Turkey Skillet Pot Pie with Biscuits
INGREDIENTS
· 3 tbsp. olive oil
· 1 medium onion, chopped
· 2 carrots, peeled & chopped
· 2 cloves garlic, minced
· 1 tsp. cumin
· ¼ cup all-purpose flour
· 32 oz container chicken broth
· 1 tbsp. chicken bouillon (or 1 chicken bouillon cube)
· Cajun seasoning (to taste)
· Black pepper (to taste)
· ¼ cup heavy cream
· 1 cup frozen peas, thawed
· 2 cups leftover turkey, shredded w/ skin discarded
· 2 tsp. fresh thyme, pulled of stem
· 8 count pre-made biscuit dough
· Egg wash (1 egg beaten with 1 tbsp. of water/milk/heavy cream)
2 tbsp. fresh Italian parsley, chopped for garnish
INSTRUCTIONS
· Preheat oven to 350 degrees.
· In a large cast iron or oven ready skillet, heat 3 tbsp. of olive oil on medium high heat.
· Add onions and carrots.
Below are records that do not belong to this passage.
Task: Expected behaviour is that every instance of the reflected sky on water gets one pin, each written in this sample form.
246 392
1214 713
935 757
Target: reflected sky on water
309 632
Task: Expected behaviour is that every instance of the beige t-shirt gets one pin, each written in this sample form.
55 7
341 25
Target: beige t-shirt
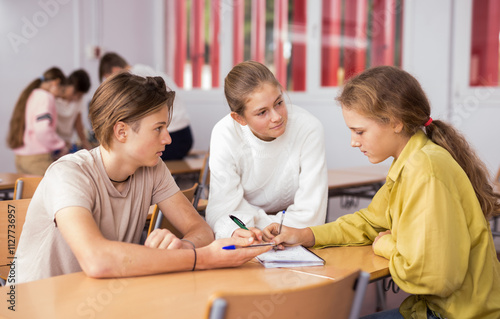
80 180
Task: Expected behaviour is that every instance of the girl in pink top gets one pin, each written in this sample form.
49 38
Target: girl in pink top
32 133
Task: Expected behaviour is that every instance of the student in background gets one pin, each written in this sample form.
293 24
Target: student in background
430 219
32 131
89 211
179 128
69 109
266 156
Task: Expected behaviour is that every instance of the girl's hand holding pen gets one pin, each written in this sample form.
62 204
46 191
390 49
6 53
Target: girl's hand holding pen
244 231
214 256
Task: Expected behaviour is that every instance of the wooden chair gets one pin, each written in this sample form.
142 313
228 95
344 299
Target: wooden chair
25 187
200 199
159 221
338 299
11 225
496 188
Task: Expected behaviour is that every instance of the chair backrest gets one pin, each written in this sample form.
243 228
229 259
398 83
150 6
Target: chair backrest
11 224
329 299
158 221
204 182
25 187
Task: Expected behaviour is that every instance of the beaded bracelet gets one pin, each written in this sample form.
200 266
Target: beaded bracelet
194 250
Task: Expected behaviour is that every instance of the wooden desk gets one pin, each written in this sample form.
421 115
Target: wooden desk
341 260
361 181
8 182
176 295
189 165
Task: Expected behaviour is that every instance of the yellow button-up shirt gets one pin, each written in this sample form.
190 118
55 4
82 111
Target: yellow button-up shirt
440 248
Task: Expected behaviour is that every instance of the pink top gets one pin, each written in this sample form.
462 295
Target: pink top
40 136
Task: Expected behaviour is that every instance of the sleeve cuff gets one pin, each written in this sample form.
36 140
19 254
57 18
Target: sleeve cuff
385 246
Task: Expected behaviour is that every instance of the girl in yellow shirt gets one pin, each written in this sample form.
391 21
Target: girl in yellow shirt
430 219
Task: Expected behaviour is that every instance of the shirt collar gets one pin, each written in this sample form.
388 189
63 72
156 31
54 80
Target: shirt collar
416 142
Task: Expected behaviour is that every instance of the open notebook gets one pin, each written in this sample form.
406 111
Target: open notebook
296 256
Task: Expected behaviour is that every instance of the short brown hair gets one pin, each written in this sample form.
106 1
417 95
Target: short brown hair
128 98
243 80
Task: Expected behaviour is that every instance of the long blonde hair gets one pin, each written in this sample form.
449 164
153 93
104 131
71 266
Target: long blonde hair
386 93
128 98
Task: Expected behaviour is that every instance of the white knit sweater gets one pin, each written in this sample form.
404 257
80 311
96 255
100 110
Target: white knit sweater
250 177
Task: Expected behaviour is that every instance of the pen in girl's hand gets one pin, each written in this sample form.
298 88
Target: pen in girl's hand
281 224
232 247
238 222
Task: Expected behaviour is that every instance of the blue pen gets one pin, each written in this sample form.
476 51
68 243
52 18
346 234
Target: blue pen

Sauté until tender, 2 – 3 minutes.
· Add garlic and cumin. Sauté 1 minute.
· Mix in flour to make a roux. Stir non-stop for 2 – 3 minutes.
· Mix in chicken broth and bring to a simmer, 3 – 5 minutes.
· Mix in chicken bouillon, Cajun seasoning, and black pepper.
· Let simmer until sauce thickens from a soupy to a gravy-like consistency, 4 – 6 minutes.
· Mix in heavy cream and peas. Continue to simmer, 2 – 3 minutes.
· Add turkey and thyme. Cook until turkey is warmed through, 1 – 2 minutes. Remove from heat.
· Place ready-made biscuit dough in varying spots over pot pie mixture.
· Brush egg wash over each biscuit.
· Bake until biscuits are cooked through and golden brown, 12 – 15 minutes. May vary based on brand you choose.
Remove from oven. Garnish with parsley. Serve.